Smokers with depression who successfully quit smoking using stop smoking services may see an improvement in their mental health, according to new research, funded by Cancer Research UK and published in Annals of Behavioural Medicine.
Researchers at Kings College London and the Charles University in Prague who studied people attending a stop smoking clinic in the Czech Republic, found that successful quitters had a considerable improvement in their depression.
And two-thirds (66.3 per cent) of those who had moderate or severe depression when smoking described no or minimal symptoms during a one-year follow up.
The researchers also found that all those who received the specialist behavioural support and medication provided by the clinic, were more likely to remain smoke free for a year if they went back for repeat visits.
But they noted that people with depression were still less likely to quit successfully than those without. This highlights that different groups can benefit to different extents from the same support, and suggests that people with mental health problems need extra help.
Smoking rates among people with mental health conditions are more than double those of the general population (approximately 40% vs. 20%). It's estimated that of the 9.6 million adult smokers in the UK, around three million have a mental health condition.

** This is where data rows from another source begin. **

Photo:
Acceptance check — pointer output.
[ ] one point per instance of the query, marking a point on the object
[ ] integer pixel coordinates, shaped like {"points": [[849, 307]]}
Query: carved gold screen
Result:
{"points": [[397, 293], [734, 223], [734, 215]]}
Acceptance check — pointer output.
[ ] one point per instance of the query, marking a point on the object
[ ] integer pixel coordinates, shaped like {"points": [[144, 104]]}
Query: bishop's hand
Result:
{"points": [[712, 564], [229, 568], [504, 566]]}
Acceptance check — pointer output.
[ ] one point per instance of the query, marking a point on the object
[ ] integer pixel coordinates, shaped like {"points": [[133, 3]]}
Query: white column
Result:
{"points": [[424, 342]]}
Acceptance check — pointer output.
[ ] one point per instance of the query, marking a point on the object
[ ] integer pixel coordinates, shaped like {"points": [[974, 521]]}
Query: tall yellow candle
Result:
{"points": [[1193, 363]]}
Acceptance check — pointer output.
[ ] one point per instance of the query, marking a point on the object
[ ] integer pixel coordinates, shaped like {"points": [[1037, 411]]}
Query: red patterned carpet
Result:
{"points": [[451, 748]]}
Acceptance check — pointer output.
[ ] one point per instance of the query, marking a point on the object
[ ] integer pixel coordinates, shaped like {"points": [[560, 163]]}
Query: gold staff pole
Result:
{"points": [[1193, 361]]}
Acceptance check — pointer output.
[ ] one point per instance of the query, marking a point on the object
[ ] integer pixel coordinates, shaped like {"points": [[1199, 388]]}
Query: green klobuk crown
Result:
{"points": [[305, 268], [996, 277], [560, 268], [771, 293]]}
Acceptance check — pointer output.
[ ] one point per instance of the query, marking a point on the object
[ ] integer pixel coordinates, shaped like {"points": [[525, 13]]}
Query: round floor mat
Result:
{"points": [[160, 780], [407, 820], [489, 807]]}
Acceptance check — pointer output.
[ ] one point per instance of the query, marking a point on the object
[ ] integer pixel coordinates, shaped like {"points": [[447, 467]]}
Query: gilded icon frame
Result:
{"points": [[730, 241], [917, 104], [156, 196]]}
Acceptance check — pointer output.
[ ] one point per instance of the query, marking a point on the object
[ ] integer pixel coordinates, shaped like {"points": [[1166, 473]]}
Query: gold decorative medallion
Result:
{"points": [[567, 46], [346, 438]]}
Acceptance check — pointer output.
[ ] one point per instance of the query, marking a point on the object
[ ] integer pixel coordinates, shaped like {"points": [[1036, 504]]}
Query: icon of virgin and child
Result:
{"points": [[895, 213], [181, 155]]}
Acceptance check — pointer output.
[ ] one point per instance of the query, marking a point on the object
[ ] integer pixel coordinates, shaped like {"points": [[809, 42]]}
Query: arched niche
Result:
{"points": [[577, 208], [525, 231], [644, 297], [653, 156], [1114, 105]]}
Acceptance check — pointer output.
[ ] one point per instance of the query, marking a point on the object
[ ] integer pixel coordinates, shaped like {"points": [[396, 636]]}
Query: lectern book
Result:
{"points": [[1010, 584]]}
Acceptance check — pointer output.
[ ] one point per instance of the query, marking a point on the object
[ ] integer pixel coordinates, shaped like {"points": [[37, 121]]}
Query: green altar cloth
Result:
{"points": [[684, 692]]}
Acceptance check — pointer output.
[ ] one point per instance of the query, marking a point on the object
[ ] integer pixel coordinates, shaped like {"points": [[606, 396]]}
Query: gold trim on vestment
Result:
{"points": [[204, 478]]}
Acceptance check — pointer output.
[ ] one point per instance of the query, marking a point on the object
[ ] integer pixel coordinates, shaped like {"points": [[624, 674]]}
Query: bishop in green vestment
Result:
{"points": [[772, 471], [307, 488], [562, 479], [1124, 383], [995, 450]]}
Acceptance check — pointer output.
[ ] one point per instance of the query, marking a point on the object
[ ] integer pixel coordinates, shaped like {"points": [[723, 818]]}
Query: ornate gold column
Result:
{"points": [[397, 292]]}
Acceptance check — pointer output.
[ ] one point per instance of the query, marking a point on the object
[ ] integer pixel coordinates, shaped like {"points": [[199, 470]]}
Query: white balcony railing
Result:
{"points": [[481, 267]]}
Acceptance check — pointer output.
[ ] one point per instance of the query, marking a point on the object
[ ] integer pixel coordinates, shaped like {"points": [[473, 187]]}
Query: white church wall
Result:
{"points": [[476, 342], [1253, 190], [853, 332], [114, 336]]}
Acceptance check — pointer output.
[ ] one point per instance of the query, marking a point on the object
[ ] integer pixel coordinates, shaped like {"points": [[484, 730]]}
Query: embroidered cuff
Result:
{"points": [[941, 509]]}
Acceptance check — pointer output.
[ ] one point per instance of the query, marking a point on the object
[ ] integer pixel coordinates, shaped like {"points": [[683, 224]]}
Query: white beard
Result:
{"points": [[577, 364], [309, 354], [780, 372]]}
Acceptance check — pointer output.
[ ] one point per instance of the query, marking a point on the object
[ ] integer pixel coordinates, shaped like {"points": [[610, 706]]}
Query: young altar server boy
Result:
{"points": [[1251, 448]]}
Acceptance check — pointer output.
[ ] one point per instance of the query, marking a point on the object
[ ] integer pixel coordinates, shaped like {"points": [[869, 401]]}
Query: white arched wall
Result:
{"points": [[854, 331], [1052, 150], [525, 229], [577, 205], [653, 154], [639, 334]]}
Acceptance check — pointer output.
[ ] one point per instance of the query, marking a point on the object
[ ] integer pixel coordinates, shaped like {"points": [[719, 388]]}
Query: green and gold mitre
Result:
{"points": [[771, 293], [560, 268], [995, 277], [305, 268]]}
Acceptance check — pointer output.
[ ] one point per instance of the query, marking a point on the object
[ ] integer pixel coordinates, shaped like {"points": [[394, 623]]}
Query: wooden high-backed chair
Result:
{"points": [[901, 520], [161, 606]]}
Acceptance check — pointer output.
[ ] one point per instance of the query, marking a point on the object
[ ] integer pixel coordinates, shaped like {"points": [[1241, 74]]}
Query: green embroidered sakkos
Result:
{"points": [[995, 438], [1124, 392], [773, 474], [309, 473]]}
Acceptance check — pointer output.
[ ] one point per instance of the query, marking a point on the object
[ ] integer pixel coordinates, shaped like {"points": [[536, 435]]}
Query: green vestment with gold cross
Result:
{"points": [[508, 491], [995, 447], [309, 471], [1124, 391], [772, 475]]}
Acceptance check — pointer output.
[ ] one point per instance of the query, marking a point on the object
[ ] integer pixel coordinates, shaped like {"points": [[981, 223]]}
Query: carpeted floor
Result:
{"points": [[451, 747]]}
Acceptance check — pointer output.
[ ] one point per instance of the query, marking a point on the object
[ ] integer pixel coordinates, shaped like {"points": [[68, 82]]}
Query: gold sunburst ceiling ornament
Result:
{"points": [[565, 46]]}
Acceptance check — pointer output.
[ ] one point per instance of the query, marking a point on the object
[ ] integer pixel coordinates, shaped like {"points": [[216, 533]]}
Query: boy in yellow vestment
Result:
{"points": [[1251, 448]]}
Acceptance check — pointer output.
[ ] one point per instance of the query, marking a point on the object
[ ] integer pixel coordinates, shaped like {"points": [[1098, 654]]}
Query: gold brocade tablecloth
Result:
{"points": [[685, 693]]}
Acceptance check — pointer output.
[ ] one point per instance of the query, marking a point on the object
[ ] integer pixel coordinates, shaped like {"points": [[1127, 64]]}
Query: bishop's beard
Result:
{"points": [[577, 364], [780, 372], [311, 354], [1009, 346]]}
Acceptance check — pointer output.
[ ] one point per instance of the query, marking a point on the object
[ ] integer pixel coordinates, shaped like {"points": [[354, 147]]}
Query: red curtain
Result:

Smoking is the single biggest factor contributing to a lower life expectancy associated with a mental health condition - a decrease of about 10-20 years compared to the general population.
Dr Leonie Brose, a Cancer Research UK fellow based at King's College London and senior author of the publication, said: "Our study shows that stop smoking services can be very effective at supporting people with depression, and that increased visits greatly improve the success of quit attempts.
"The findings also suggest that giving up smoking may improve depressive symptoms, improving mental as well as physical health.
"While there's been an overall fall in smoking rates in recent decades, there hasn't been the same decline among people with mental health problems.
"We hope that this research will help boost mental health services and stop smoking services in the UK giving effective support and medication to those who need it most."
This new study highlights just how vital stop smoking services are. In England, smokers who use similar services are around three times more likely to quit successfully than those using no support at all.
The research is published as stop smoking services across England face continued budget cuts.
Local councils run the services, but funding comes from Westminster. Year on year, cuts to the Public Health Grant from HM Treasury have placed considerable strain on local councils, and budgets for stop smoking services have been repeatedly slashed since 2013.
Alison Cox, Cancer Research UK's director of cancer prevention, said: "This study draws attention to a vulnerable group who need more specialist support in their attempts to give up smoking.
"When it comes to tobacco-related illness, reducing the dramatic difference in the health of social groups is a really important issue.
"Because of this, it's vital to protect funding for specialist stop smoking services, which remain the most effective route to quitting."